Una frase, tomada del diario de un explorador, nos pone en clima: "No me es posible saber si ya la infinita selva ha iniciado en mí el proceso que ha llevado a tantos otros a la locura total e irremediable". La idea nace precisamente de los diarios de Richard Evans Schultes y Theodor Koch-Grünberg, a quien acá se rebautiza Von Martius. Otra frase nos despide, explicando que solo gracias a esas páginas hoy podemos saber aunque sea algo sobre muchas culturas indígenas definitivamente perdidas. De hecho, Evans Schultes fue un enorme difusor y defensor del conocimiento indígena, especialmente el relacionado con las plantas curativas y alucinógenas.

Por ahí, por la búsqueda de una planta sagrada, va la intriga argumental, que impone largos viajes en canoa por los ríos oscuros, entre la densa vegetación bajo cielos encapotados, mientras gente poco confiable aguarda en las orillas, hasta llegar a unos cerros empinados, precámbricos, los Mavecure, donde acaso esté el último ejemplar de esa planta en el mundo.

Como suele ocurrir, lo más interesante está en el viaje. Las discusiones entre el chamán, con su pensamiento mágico, y el estudioso blanco que siempre termina como un imbécil. El encuentro con una tribu de ladrones felices, o un dominico que se volvió loco, dejando un montón de brutos alienados que se vuelven peores que él. Y, más terrible, un ataque de los caucheros para llevarse indios esclavos a sus plantaciones. Eso es cierto. Las bestialidades de los caucheros peruanos y colombianos sobre los indios fueron tan espantosas como aquí se muestra, y aún peores. Las enumeró José Eustasio Rivera en sus informes, y en "La vorágine", su tremenda novela. Hay algo de Rivera en esta historia, y de Herzog, más que de esos dos exploradores que dejaron sus diarios (y uno de ellos dejó también sus huesos).

A veces la historia cae en recursos discutibles, hilaciones deshilvanadas o ideologismos fáciles.
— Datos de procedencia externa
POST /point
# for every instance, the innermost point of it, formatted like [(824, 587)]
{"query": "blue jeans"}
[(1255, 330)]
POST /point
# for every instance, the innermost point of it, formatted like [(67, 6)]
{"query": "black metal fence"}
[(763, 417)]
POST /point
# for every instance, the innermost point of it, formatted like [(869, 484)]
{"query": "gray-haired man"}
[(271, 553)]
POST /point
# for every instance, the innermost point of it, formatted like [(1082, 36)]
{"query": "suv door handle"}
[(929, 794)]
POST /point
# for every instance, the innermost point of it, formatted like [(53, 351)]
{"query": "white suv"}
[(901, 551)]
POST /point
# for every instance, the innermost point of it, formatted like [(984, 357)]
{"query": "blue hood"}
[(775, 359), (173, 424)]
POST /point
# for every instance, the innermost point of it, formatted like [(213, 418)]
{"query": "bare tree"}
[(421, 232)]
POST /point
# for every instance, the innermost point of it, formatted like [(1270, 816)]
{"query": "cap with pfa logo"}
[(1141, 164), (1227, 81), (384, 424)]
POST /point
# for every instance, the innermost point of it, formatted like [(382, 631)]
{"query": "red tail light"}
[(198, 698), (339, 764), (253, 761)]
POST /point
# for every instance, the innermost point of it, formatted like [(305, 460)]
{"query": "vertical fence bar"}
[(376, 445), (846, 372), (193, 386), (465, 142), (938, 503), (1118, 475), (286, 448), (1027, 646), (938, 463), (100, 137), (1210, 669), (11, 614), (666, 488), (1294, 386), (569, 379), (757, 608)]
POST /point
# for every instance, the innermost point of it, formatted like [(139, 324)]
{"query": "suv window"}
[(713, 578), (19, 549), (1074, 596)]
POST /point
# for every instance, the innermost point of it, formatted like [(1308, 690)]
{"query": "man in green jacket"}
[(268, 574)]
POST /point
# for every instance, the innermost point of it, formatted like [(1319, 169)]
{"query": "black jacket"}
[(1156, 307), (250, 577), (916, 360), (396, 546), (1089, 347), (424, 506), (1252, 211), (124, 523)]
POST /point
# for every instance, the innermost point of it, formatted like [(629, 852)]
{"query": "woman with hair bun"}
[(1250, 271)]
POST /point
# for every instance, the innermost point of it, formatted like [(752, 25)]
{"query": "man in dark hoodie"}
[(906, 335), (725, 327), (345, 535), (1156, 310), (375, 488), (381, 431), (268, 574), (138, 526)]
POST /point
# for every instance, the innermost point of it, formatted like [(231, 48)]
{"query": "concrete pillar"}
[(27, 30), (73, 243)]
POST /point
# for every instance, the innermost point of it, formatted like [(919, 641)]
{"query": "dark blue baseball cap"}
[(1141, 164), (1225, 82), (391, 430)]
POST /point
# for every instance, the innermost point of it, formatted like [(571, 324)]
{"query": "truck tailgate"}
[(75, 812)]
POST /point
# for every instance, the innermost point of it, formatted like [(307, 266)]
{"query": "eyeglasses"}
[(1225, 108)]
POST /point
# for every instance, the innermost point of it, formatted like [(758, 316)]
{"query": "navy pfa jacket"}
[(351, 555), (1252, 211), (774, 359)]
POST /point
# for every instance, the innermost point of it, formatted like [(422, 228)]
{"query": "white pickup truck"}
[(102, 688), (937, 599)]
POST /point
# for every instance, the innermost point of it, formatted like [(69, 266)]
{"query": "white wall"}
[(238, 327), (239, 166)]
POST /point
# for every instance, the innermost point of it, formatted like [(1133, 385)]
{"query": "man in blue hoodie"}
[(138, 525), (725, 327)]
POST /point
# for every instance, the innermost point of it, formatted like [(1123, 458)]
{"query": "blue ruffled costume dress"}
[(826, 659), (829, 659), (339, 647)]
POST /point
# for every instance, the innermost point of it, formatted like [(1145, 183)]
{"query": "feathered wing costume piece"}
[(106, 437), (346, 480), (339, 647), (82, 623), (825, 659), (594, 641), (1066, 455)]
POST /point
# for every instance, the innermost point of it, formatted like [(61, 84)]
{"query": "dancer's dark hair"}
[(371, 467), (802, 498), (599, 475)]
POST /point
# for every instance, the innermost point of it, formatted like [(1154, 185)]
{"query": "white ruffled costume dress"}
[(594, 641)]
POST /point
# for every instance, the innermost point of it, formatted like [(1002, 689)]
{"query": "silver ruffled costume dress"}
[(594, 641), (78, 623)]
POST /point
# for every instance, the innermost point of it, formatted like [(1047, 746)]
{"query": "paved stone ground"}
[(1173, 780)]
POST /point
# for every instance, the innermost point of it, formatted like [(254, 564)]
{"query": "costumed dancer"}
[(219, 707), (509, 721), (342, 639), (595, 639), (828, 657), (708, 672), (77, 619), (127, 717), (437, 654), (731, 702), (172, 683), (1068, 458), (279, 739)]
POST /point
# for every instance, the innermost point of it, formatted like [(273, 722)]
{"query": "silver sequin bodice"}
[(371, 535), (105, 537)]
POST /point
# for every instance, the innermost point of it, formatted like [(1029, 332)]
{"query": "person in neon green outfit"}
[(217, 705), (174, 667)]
Pero aún así es atrapante. Un acierto, la fotografía en blanco y negro tal como sacaban aquellos viajeros, sorprendiendo luego con una parte en colores para ilustrar otra clase de viaje (recurso ya antes aplicado por Pablo César en "Los dioses de agua"). Y otro acierto mayor, la actuación de auténticos indios, encabezados por don Antonio Bolívar Yangiama, que presentó la película en el Festival de Mar del Plata. Dato curioso: la obra está mayormente hablada en cubeo, tikuna, huitoto y español. Sólo como brochazos, algo de portuñol, alemán y latín. Fotografía de David Gallego. Postproducción en Cinecolor de acá, de calle Humboldt paralela a Bonpland ("todo tiene que ver con todo": Alexander von Humboldt y Aimé Bonpland fueron los primeros científicos blancos que recorrieron esos lares).